53 tijdelijke ligplaats bij recreatiewoningen
een plaats waar het volgende is toegestaan: het afmeren en het vervolgens doen of laten liggen van een recreatievaartuig aan een steiger bij een recreatiewoning, gedurende het verblijf van de betreffende gebruiker van dat vaartuig in die recreatiewoning;
 
54 weg
alle voor het openbaar rij- of ander verkeer openstaande wegen of paden, daaronder begrepen de daarin gelegen kunstwerken, de tot de wegen of paden behorende bermen en zijkanten, alsmede de aan de weg liggende parkeergelegenheden;
 
56 vleermuisvriendelijke verlichting
Rood of amberkleurige verlichting waarbij het blauw licht spectrum volledig zijn uitgeschakeld, die ten allertijden naar de grond gericht is met maximaal 45 graden uitstraling;
57 wonen
het bewonen van een woning door niet meer dan één huishouden;
de waarde van een gebied voor de woonfunctie die wordt bepaald door de situering van om die woonfunctie liggende functies en bebouwing, daarbij in het bijzonder gelet op de daglichttoetreding, het uitzicht, de mate van privacy en het voorkómen of beperken van hinder.

Artikel 2 Wijze van meten

2.1 Methodiek

Bij toepassing van deze regels wordt als volgt gemeten:
(Ten aanzien van de wijze van meten op de digitale verbeelding geldt dat het hart van een lijn moet worden aangehouden).
 
1 de dakhelling:
langs het dakvlak ten opzichte van het horizontale vlak;
 
2 de goothoogte van een bouwwerk:
vanaf het peil tot aan de bovenkant van de goot c.q. de druiplijn, het boeibord, of een daarmee gelijk te stellen constructiedeel;
 
3 de inhoud van een bouwwerk:
tussen de onderzijde van de begane grondvloer, de buitenzijde van de gevels (en/of het hart van de scheidingsmuren) en de buitenzijde van daken en dakkapellen;
 
4 de bouwhoogte van een bouwwerk:
vanaf het peil tot aan het hoogste punt van een gebouw of van een bouwwerk, geen gebouw zijnde, met uitzondering van ondergeschikte bouwonderdelen, zoals schoorstenen, antennes, en naar de aard daarmee gelijk te stellen bouwonderdelen;
 
5 de oppervlakte van een bouwwerk:
tussen de buitenwerkse gevelvlakken en/of het hart van de scheidingsmuren, neerwaarts geprojecteerd op het gemiddelde niveau van het afgewerkte bouwterrein ter plaatse van het bouwwerk.
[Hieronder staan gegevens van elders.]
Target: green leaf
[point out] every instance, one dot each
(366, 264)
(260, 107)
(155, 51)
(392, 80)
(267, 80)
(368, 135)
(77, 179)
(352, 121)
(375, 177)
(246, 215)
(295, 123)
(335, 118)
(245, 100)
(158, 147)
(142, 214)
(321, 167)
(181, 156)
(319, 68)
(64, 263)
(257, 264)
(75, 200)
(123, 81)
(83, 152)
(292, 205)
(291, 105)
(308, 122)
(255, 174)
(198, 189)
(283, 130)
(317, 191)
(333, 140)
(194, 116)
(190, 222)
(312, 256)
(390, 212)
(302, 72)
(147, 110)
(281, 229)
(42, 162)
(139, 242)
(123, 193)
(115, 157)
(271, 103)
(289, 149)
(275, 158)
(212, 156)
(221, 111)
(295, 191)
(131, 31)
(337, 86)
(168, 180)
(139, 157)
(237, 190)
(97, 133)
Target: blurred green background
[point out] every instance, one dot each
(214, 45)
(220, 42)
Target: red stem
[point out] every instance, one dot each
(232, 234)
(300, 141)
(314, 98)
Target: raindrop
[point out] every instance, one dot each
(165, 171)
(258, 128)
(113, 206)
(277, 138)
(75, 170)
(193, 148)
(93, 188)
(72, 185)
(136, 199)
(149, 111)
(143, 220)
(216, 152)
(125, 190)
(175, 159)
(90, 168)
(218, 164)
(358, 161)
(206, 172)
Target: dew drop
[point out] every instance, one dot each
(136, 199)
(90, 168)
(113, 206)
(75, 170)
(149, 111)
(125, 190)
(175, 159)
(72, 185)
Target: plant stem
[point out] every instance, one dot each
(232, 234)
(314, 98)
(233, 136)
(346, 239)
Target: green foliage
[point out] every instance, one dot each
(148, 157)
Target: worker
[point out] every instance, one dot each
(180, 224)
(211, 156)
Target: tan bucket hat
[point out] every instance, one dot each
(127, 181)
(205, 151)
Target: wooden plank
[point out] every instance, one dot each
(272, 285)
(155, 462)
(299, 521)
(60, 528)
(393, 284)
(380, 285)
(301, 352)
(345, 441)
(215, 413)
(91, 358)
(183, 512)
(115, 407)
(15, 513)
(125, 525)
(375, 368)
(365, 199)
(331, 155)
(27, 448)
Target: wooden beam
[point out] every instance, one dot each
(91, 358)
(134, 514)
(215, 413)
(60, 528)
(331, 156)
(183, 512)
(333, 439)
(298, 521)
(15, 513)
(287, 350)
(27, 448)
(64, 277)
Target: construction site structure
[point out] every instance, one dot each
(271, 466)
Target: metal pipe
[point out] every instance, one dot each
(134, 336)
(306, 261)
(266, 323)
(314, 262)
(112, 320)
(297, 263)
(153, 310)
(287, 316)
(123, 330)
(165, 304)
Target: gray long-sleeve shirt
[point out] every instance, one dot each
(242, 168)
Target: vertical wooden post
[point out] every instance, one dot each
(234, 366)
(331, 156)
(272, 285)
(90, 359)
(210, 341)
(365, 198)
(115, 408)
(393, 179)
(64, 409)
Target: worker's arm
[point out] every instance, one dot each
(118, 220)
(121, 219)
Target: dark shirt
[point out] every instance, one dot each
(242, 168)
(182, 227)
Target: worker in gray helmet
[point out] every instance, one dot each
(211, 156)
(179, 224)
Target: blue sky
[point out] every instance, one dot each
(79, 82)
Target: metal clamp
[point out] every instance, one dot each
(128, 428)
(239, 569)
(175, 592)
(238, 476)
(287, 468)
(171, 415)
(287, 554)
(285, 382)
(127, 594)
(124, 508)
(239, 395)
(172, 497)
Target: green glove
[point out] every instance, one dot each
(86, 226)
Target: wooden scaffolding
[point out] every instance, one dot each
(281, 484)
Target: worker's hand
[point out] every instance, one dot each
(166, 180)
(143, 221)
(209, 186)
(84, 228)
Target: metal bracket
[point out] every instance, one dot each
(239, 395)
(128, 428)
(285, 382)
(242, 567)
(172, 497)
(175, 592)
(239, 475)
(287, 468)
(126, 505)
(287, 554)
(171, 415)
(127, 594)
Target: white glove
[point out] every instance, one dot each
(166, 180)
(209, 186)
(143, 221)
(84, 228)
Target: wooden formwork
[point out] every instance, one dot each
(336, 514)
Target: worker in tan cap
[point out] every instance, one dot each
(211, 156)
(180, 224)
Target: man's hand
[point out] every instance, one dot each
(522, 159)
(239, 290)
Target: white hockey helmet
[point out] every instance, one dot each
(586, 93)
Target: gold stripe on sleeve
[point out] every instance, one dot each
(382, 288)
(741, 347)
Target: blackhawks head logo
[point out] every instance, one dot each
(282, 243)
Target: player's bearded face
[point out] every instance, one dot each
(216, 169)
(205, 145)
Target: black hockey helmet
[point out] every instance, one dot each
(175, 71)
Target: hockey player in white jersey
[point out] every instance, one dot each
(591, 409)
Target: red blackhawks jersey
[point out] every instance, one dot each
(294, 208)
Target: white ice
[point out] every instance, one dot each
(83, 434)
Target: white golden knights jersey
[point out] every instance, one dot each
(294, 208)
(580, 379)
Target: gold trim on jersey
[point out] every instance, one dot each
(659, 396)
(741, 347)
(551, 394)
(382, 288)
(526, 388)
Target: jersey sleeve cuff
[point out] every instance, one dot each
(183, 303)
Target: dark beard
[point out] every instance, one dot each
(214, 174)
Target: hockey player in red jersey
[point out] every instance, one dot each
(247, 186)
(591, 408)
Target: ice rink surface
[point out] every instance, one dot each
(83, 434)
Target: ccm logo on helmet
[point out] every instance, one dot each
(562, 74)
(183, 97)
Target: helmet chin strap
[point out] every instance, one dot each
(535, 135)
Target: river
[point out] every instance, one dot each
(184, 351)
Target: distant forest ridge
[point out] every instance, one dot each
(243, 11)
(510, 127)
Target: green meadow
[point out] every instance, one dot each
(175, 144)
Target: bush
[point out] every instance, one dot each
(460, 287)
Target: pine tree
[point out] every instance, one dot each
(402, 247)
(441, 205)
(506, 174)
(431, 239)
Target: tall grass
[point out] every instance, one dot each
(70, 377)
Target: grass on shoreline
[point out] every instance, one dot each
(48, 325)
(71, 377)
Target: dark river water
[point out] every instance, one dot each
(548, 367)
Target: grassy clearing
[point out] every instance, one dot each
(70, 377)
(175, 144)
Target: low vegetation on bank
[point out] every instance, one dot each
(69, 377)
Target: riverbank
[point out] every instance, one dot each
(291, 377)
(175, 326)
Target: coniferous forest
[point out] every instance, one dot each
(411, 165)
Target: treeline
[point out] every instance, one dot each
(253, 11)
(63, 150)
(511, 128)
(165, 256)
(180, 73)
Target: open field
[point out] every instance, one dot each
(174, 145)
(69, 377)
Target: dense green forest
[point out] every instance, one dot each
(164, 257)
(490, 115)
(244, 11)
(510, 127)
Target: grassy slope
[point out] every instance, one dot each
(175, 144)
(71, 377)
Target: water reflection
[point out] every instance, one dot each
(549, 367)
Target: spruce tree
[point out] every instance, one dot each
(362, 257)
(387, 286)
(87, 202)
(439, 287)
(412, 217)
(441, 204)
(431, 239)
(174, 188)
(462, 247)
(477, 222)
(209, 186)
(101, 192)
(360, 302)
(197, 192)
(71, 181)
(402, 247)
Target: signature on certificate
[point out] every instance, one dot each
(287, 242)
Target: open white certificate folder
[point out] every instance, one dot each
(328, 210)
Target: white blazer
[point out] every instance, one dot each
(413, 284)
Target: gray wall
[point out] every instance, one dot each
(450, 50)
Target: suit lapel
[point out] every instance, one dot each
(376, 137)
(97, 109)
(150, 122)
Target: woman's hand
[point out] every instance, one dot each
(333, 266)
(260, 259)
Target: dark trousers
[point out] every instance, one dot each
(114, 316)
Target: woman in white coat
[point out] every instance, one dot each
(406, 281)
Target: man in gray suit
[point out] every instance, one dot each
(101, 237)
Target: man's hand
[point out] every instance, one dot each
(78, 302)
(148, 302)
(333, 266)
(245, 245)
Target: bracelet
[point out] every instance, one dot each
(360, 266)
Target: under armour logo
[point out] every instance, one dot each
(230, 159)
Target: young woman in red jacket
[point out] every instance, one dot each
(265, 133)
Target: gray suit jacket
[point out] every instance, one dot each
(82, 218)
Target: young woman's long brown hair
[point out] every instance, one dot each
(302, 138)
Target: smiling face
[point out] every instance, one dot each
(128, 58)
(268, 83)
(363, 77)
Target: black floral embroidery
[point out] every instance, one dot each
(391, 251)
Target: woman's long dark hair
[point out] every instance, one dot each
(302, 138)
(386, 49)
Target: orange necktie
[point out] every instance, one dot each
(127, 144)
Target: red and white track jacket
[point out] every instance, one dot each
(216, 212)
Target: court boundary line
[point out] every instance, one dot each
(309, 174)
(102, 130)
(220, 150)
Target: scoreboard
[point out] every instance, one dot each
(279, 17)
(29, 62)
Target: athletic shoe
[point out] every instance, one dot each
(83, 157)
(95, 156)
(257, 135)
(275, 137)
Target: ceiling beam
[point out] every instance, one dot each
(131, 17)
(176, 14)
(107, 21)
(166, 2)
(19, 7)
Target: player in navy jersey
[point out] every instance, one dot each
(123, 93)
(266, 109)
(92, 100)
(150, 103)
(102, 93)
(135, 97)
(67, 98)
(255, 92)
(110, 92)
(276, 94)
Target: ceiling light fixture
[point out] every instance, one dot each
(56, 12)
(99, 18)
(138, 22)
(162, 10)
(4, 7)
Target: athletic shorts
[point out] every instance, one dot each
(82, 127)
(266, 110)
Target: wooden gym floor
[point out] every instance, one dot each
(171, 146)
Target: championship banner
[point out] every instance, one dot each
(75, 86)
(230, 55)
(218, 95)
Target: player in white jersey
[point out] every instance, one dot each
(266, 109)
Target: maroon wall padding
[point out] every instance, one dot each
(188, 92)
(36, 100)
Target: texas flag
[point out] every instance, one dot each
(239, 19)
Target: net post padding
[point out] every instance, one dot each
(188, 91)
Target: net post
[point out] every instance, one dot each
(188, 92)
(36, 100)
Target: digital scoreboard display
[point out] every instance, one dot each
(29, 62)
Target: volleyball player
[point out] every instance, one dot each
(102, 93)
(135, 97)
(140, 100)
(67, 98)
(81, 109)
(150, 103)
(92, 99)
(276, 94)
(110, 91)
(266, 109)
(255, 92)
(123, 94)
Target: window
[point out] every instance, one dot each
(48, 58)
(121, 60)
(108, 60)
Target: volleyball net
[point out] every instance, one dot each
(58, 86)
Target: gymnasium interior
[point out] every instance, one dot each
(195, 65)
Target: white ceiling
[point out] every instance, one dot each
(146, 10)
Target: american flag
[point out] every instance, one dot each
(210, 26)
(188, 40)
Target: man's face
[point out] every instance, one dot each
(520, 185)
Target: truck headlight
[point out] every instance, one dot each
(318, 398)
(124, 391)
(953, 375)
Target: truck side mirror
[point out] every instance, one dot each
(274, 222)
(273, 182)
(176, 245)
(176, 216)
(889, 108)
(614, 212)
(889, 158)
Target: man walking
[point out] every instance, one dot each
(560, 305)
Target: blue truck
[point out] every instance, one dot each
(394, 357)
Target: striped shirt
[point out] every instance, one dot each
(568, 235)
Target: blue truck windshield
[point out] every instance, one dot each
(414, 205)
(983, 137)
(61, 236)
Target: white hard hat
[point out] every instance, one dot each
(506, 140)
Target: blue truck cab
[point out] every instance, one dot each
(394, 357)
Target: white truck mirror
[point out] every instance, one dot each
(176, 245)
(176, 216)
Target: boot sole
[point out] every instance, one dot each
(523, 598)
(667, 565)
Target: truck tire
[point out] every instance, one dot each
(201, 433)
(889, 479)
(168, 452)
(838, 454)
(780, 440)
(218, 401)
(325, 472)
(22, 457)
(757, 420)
Onderdelen van het bouwwerk gemeten op meer dan 1 m boven het peil, worden meegerekend. Dakoverstekken, luifels, balkons, e.d. worden niet meegeteld, mits zij niet verder uitsteken dan 0,5 meter;
 
6 de lengte, breedte en diepte van een gebouw:
tussen (de lijnen, getrokken door) de buitenzijde van de gevels (en/of het hart van de scheidingsmuren);
 
7 het bebouwde oppervlak:
de som van de oppervlakken van alle op een bouwperceel staande gebouwen en overkappingen;
 
8 de afstand tot de zijdelingse bouwperceelgrens:
de kortste afstand vanaf enig punt tot de zijdelingse bouwperceelgrens;
 
9 de hoogte van een molen:
vanaf het peil tot aan het hoogste punt van de kap dan wel, bij het ontbreken daarvan, de draaias van de molen;
 
10 de hoogte van een windturbine:
vanaf het peil tot aan de (wieken)as van de windturbine.
 

2 Bestemmingsregels

Artikel 3 Groen - Groenvoorzieningen

3.1 Bestemmingsomschrijving

De voor ‘Groen – Groenvoorzieningen’ aangewezen gronden zijn bestemd voor:
  1. groenvoorzieningen, waaronder in ieder geval wordt begrepen een voedselbos of kruidentuin;
  2. bermen en beplanting;
  3. paden;
  4. water;
  5. een ontsluitingsweg voor aangrenzende functies, ter plaatse van de aanduiding ‘ontsluiting’;
met daaraan ondergeschikt:
  1. het recreatief medegebruik, waaronder in ieder geval wordt begrepen ondersteunende voorzieningen aan de horeca, waaronder gebouwde voorzieningen;
  2. geluidwerende voorzieningen;
  3. wegen en straten;
  4. tuinen;
  5. parkeervoorzieningen;
  6. speelvoorzieningen;
  7. openbare nutsvoorzieningen;
met de daarbijbehorende:
  1. verhardingen;
  2. bouwwerken, geen gebouwen zijnde, waaronder kunstobjecten.

3.2 Bouwregels

3.2.1 Voor het bouw de in lid 3.1 onder N. bouwwerken gelden de volgende regels:
  1. er zullen uitsluitend kassen of overkappingen worden gebouwd;
  2. er zullen ten hoogste 3 bouwwerken worden gebouwd;
  3. de oppervlakte van een bouwwerk zal ten hoogste 50 m2 bedragen;
  4. de goothoogte van een kas of overkapping zal ten hoogste 2,5 m bedragen;
  5. de bouwhoogte van een kas of overkapping zal ten hoogste 3,5 m bedragen;
3.2.2 Voor het bouwen van de in lid 3.1. onder O. genoemde bouwwerken, geen gebouwen of overkappingen zijnde, gelden de volgende regels:
  1. de bouwhoogte van masten, niet zijnde antennemasten, en palen zal ten hoogste 10 m bedragen;
  2. de bouwhoogte van de overige bouwwerken, geen gebouwen zijnde, zal ten hoogste 5 m bedragen
  3. er zullen geen windturbines worden gebouwd.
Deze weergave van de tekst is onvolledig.